ROANOKE TIMES

                         Roanoke Times
                 Copyright (c) 1995, Landmark Communications, Inc.

DATE: FRIDAY, June 23, 1995                   TAG: 9506230076
SECTION: VIRGINIA                    PAGE: VIRGINIA   EDITION: METRO 
SOURCE: Associated Press
DATELINE: RICHMOND                                LENGTH: Medium


BOUCHER'S '94 TRAVELS: FAR AT OTHERS' EXPENSE

Rep. Rick Boucher took trips to Europe, Florida and several Western states last year on the tab of industries he oversees as a member of the House Commerce Committee, financial disclosure reports show.

Boucher, D-Abingdon, was the most well-traveled among Virginia's 13 members of Congress, according to recently released conflict-of-interest forms for 1994.

Seven of the 13 reported taking reimbursements for trips worth more than $250. The forms also require representatives and senators to disclose outside income, financial holdings, securities transactions, debts and substantial gifts.

Richmond Republican Thomas J. Bliley, chairman of the Commerce Committee, traveled to Florida; South Carolina; Greenbrier, W.Va.; and Williamsburg at the expense of industry groups. He recently placed his assets in a blind trust after reports that he holds stock in companies affected by his committee.

Reps. James Moran, D-Alexandria, and Frank Wolf, R-Fairfax County, journeyed to Europe. Rep. L.F. Payne, D-Nelson County, headed west to Jackson Hole, Wyo.

Boucher went to London for a forum on energy and telecommunications issues sponsored by the Ripon Educational Foundation.

The National Association of Broadcasters paid for his trip to Amsterdam, Netherlands, to speak about American communications law and policy.

He spoke in Indian Wells, Calif., at the expense of the United States Telephone Association. The same group financed Boucher's trip to Carefree, Ariz., to speak to executives of telephone companies.

W.R. Grace & Co. paid for Boucher to travel to Boca Raton, Fla., to speak to the company's executive officers on environmental legislation.

Sprint/United Telephone Co. and Keystone Energy Project, a think tank on energy issues, sponsored Boucher's trip to Colorado for speeches on competition in electricity markets and telecommunications law. He is on the board of directors of the Keystone group.

``I spend about 70 percent of my legislative time on the Commerce Committee dealing with communications issues.

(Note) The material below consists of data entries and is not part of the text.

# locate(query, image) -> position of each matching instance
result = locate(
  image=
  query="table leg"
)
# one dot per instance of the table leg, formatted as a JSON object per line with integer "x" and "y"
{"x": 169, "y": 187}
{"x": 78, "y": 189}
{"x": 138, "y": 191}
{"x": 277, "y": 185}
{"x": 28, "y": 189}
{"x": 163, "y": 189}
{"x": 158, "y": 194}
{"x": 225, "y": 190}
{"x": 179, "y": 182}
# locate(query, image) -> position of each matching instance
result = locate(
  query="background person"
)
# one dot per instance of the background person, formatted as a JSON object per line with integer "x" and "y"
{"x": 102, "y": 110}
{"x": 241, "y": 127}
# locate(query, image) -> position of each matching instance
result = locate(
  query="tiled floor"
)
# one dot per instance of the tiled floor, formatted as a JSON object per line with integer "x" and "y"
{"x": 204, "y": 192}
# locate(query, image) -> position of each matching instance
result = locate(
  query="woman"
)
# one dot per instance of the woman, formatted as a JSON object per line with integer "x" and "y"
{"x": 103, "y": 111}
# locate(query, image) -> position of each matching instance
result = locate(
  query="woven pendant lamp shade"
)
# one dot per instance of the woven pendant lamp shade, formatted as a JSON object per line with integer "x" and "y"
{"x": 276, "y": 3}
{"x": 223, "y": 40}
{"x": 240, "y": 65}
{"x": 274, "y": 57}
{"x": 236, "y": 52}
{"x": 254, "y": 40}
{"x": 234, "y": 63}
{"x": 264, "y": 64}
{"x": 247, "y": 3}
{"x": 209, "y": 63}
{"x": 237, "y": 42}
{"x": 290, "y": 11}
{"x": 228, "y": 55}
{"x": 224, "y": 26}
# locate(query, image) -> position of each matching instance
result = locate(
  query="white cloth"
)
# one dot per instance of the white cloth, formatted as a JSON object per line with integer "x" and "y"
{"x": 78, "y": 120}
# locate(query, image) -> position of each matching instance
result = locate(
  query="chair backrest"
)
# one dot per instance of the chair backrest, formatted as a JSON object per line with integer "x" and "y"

It is a speciality,'' Boucher said. ``I am invited to speak to groups all across the United States.''

The speeches are in the public interest because they help build coalitions and provide information about issues, he said. Because the federal government will not pay for members of Congress to make speeches, Boucher said, he has to go on the sponsors' tab.

``I don't consider it to be a personal opportunity in any sense. It's part of the public service,'' he said. ``I figure that I'm doing them a favor.''

Payne's trip to Wyoming was sponsored by the Jackson Hole Group, a physicians' organization. Payne serves on the Ways and Means Committee, which dealt with health care reform.

Democratic Sen. Charles Robb had free trips to Danville and to Nashville, Tenn.